What do the clutch settings actually mean on a cordless drill?

The clutch is a numbered collar behind the chuck. It limits how much torque the drill applies before it releases (slips or stops driving). The numbers (typically 1–15, plus a drill bit symbol) correspond to different torque limits.

How the clutch works. Inside the drill, a spring pushes a set of steel balls against a cam ring. When the torque at the chuck exceeds the spring force, the balls ride up the cam ramps, and the chuck disengages from the motor. You hear a "ratcheting" sound. This prevents the screw from over-driving (sinking too deep or stripping the hole) and prevents the drill from twisting your wrist.

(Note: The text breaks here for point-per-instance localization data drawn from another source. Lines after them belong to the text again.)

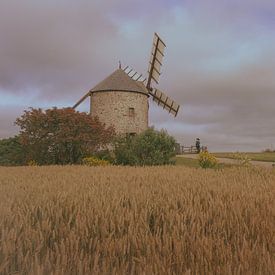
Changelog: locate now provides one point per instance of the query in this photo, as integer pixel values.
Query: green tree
(11, 152)
(148, 148)
(61, 136)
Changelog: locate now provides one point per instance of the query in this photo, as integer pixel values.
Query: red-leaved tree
(61, 136)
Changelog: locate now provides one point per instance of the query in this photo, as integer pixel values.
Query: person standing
(198, 145)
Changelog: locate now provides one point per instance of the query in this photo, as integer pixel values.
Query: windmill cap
(120, 81)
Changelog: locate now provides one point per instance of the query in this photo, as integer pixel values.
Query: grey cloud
(219, 63)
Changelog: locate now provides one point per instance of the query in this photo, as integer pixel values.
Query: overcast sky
(219, 63)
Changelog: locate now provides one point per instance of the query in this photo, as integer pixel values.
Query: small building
(121, 102)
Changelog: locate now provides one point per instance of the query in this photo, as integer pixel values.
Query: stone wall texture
(113, 108)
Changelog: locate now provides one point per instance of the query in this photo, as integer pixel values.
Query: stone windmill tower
(121, 100)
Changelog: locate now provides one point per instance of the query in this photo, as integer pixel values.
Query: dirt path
(233, 161)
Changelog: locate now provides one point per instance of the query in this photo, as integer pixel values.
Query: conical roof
(120, 81)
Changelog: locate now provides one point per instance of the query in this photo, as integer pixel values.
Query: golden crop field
(122, 220)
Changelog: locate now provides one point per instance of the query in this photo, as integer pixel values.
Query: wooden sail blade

What each number range is for.

• Settings 1–4 (low torque): For very small screws into soft materials (like 1.5 mm screws into plastic electronics cases, or small hinges into soft pine). The drill will stop driving almost the moment the screw head touches the surface.
• Settings 5–9 (medium torque): For medium screws into wood (3 mm screws into softwood, 2–3 mm screws into hardwood, or small 4 mm screws into drywall anchors).
• Settings 10–15 (high torque): For large screws (5–6 mm lag bolts into softwood, driving screws into hardwood where the clutch trips late). Most drywall screw driving uses setting 10–12.
• Drill symbol (drill bit): This is not a numbered setting. It disengages the clutch entirely, so the drill applies full motor torque until you release the trigger. Use this for drilling holes, not for driving screws.